By: Simon Collins
Education Minister Nikki Kaye has told Auckland school principals that the bonus – now available only for decile 1 and isolated schools – would be extended to all Auckland primary and secondary schools from next year.
The change will more than double the number of schools qualifying for the bonus from 340, including 66 in Auckland, to 819, including 545 in Auckland.
Auckland Primary Principals Association president Kevin Bush said between 300 and 400 beginner teachers starting their first jobs next year would probably get the bonus in Auckland, up from just 53 in Auckland and 131 nationally last year.
Kaye’s spokesman said a wider review of the scheme, which she announced on Monday, would still go ahead and might add other regions and hard-to-staff subjects to the qualifying criteria.
He said Kaye made the commitment to extend it to all Auckland schools on the spot at a meeting with Auckland principals and the Ministry of Education was still working through details, such as whether beginner teachers who are already working in Auckland schools might be able to claim the bonus retrospectively.
“Generally speaking we don’t do retrospective payments, however she is going to look at that issue as part of the wider review,” the spokesman said.
He said Kaye also told the Auckland principals that the amount of the bonus would be reconsidered in the review.
Since it was announced in 2009, the scheme has paid $3500 for each of the first five years that a beginner teacher spends in a decile 1 or isolated school, provided they stay in the job for at least three years.
The primary teachers’ union the NZ Educational Institute (NZEI) complained on Monday that the scheme had not been promoted.

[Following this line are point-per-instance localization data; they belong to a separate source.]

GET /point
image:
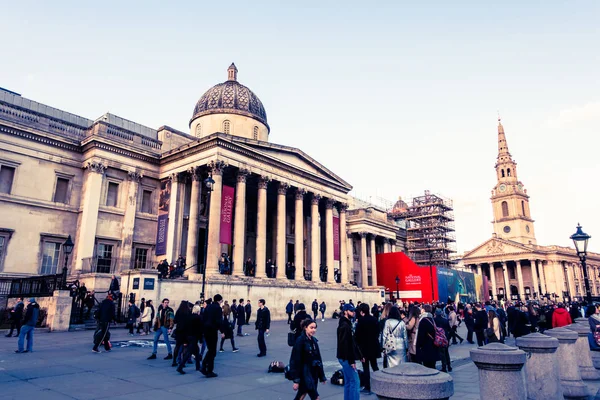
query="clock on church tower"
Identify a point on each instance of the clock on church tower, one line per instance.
(510, 202)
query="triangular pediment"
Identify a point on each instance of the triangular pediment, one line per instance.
(292, 158)
(496, 246)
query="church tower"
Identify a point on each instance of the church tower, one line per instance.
(510, 202)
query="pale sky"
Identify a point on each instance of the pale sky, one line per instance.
(395, 97)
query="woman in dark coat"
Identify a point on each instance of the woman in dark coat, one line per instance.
(306, 365)
(427, 353)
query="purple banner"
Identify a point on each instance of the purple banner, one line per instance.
(226, 214)
(163, 217)
(336, 238)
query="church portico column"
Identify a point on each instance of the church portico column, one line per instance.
(329, 240)
(239, 222)
(315, 236)
(191, 255)
(299, 233)
(373, 262)
(364, 273)
(280, 255)
(493, 279)
(343, 245)
(261, 228)
(214, 218)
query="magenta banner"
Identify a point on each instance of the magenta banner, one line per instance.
(227, 214)
(336, 238)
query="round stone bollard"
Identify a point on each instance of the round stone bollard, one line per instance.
(541, 368)
(410, 381)
(582, 349)
(568, 368)
(500, 372)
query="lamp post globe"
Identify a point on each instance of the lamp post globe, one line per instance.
(580, 240)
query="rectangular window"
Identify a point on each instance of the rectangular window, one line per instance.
(7, 175)
(141, 255)
(112, 194)
(61, 191)
(50, 258)
(147, 201)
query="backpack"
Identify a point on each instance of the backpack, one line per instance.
(276, 367)
(337, 378)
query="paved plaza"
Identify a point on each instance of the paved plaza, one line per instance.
(63, 366)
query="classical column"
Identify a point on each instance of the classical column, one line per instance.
(299, 232)
(343, 245)
(191, 254)
(364, 273)
(315, 236)
(520, 281)
(239, 222)
(134, 179)
(543, 287)
(493, 279)
(536, 288)
(214, 218)
(280, 254)
(373, 262)
(506, 281)
(88, 219)
(261, 228)
(329, 240)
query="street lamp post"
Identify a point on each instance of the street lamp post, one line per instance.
(580, 239)
(208, 182)
(67, 249)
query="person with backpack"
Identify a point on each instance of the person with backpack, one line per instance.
(306, 364)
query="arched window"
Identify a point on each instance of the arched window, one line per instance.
(504, 209)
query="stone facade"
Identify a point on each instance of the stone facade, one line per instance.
(516, 266)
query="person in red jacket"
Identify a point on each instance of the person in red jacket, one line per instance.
(561, 317)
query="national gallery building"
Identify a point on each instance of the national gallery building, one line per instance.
(255, 213)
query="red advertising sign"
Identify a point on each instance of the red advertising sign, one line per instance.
(336, 238)
(227, 214)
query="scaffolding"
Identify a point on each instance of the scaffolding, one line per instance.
(430, 229)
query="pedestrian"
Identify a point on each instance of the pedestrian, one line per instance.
(367, 339)
(306, 365)
(443, 323)
(289, 310)
(146, 319)
(315, 309)
(16, 317)
(427, 353)
(32, 313)
(481, 322)
(212, 323)
(106, 314)
(322, 309)
(227, 328)
(248, 309)
(163, 325)
(262, 325)
(395, 338)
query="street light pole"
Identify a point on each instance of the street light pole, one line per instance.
(208, 182)
(580, 239)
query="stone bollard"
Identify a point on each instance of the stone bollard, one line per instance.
(411, 381)
(568, 369)
(582, 349)
(500, 372)
(541, 368)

Former Education Minister Anne Tolley said in 2009 that “close to 1800 teachers may be eligible this year”.
But only 283 beginner teachers received the incentive payment in 2012, and that number has dwindled in every year since then to 131 last year and only 59 so far this year.
Tolley budgeted $19 million for the incentive for the first three years. But spending peaked at only $2.7m in 2012 and fell to $1.2m in 2013, $1m in 2014 and $560,000 in 2015. Spending figures since then have not been provided.
Extending the scheme to a further 300 teachers starting in 2018 would cost $3.15m at the end of 2020, when they would qualify for their first payments of $10,500, and $5.25m a year after five years if all teachers stay in their jobs for that long.
Bush said it would make “a huge difference” for Auckland schools that are struggling to find staff, with 80 primary school vacancies across the region at the start of this term.
“It means we may not lose as many teachers out of Auckland, and we might be able to attract some into Auckland from the Waikato and further afield,” he said.
However, he said some decile 1 principals were disappointed because they would lose their advantage in attracting beginner teachers.
All teachers at decile 1 and 2 schools with “priority staffing” status get an extra $1500 a year, but that is much less than the $3500 a year in the voluntary bonding scheme.
NZEI president Lynda Stuart said Kaye’s decision to extend the scheme just days after the union raised the issue was “a great win”.
“This only happened because of the thousands of teachers who contacted NZEI and the Ministry of Education to inquire about the scheme since we revealed on Monday that the Government had kept it virtually under wraps for years,” she said.
“It’s great that the minister is looking to some solutions for the Auckland teacher shortage, but there still needs to be an additional incentive for teachers in low-decile schools which have the hardest job recruiting and retaining staff.”
Labour education spokesman Chris Hipkins said he would also look to widening the voluntary bonding scheme if Labour wins next month’s election.
Labour has allocated an extra $40m over four years for measures to ease the teacher shortage including “increasing the availability of bonded scholarships in areas of identified teaching shortages, including science, maths, Te Reo Maori and in specific locations”.